Localization of a unique hepatitis B virus epitope sheds new light on the structure of hepatitis B virus surface antigen

W. P. Paulij1, P. L. M. de Wit1, C. M. G. Sünnen1, M. H. van Roosmalen1, A. Petersen-van Ettekoven1, M. P. Cooreman2 and R. A. Heijtink3

Organon Teknika, Boxtel, The Netherlands1
Departments of Gastroenterology and Hepatology, Academic Medical Center, University of Amsterdam, The Netherlands2
Erasmus Medical Centre Rotterdam, PO Box 1738, 3000 DR Rotterdam, The Netherlands3

Author for correspondence: R. A. Heijtink.Fax +31 10 4089485. e-mail heijtink{at}viro.fgg.eur.nl

In a search for monoclonal antibodies (MAbs) that can bind hepatitis B virus surface antigen (HBsAg) with amino acid substitutions in the immune dominant `a' region (escape mutants) we investigated the epitope recognition site of the human MAb 4-7B. Pepscan analysis and experiments with alanine substitution as well as substitutions known from nature pointed to residues 178–186 in the small S protein with the amino acid sequence PFVQWFVGL (key amino acids in bold) as the minimal epitope.

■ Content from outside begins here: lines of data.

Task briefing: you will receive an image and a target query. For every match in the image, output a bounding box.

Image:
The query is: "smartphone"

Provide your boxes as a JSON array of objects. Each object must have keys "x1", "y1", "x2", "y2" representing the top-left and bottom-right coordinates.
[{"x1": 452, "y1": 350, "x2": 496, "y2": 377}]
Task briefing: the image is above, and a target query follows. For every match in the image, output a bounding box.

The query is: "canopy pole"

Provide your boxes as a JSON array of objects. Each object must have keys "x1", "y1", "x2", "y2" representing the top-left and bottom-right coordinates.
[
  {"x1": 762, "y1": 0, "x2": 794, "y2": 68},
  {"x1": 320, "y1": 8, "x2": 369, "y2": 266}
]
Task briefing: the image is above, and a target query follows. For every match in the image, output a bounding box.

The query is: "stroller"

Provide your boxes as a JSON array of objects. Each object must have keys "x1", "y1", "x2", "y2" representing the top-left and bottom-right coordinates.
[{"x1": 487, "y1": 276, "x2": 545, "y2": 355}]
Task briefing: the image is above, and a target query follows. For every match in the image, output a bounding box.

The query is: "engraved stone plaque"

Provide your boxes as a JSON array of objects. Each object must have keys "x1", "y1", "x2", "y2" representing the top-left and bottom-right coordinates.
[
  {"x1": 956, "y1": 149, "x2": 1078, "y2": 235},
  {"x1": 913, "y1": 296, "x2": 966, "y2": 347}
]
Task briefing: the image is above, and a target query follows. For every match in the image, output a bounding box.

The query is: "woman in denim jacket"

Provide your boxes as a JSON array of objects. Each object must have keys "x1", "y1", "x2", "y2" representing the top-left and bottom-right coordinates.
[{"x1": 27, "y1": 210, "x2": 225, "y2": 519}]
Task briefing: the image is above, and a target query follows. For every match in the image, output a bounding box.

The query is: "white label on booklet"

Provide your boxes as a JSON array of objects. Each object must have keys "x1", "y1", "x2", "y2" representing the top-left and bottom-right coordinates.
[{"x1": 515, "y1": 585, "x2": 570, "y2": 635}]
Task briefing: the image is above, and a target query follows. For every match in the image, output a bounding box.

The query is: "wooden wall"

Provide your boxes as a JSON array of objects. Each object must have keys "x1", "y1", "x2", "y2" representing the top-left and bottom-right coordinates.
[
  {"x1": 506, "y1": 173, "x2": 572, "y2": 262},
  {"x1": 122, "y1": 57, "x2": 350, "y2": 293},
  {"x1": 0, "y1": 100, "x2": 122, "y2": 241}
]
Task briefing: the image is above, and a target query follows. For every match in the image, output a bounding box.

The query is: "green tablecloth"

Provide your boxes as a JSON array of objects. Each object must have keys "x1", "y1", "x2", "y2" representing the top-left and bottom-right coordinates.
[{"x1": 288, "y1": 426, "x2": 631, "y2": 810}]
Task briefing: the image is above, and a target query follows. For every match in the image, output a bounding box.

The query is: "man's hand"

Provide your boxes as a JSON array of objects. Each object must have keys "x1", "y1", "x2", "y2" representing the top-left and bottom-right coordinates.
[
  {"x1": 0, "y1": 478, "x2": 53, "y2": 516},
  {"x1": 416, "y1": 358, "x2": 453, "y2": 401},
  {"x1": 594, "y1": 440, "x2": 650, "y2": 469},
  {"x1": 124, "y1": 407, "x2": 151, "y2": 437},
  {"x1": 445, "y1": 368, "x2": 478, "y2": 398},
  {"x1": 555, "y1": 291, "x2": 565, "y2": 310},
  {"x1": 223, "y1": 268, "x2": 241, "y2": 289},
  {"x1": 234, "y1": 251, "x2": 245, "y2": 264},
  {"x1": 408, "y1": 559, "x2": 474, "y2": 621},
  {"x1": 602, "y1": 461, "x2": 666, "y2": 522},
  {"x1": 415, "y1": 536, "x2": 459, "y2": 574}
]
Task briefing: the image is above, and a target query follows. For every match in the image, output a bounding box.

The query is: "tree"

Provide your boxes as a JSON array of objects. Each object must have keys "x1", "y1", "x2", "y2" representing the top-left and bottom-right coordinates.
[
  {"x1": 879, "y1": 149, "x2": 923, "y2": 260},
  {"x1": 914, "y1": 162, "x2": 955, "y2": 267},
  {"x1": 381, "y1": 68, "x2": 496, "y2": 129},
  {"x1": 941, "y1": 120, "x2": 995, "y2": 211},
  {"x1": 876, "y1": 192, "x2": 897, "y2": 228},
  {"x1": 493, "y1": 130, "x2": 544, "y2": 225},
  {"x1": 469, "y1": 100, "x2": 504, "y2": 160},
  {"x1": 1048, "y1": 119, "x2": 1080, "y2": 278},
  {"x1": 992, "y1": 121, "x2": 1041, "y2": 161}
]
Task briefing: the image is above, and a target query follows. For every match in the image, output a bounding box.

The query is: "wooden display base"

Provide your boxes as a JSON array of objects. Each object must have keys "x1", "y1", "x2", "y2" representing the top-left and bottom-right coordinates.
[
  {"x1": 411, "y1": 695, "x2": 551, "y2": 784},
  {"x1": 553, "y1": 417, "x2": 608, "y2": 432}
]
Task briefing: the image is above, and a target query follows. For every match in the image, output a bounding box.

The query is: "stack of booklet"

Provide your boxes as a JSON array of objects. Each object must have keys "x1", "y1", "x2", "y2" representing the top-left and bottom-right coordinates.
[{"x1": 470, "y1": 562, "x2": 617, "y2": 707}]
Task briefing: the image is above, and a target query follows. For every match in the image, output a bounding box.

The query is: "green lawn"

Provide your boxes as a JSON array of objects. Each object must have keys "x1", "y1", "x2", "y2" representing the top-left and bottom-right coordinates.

Single amino acid substitutions at positions 122(R/K)(d/y), 134(Y/F), 145(G/R), 148(T/A) and 160(K/R)(w/r), representing `a' region variants in recombinant HBsAg COS-I cells, did not influence binding of MAb 4-7B. Synthetic peptides (residues 175–189) including the 4-7B epitope sequence were able to evoke an anti-HBs response in rabbits. According to established polypeptide models, the 4-7B epitope region is located in the lipid layer of 20 nm HBsAg particles. The present results, however, suggest that residues 178–186 are exposed on the surface of the 20 nm particle. This may change our view of the structure of HBsAg.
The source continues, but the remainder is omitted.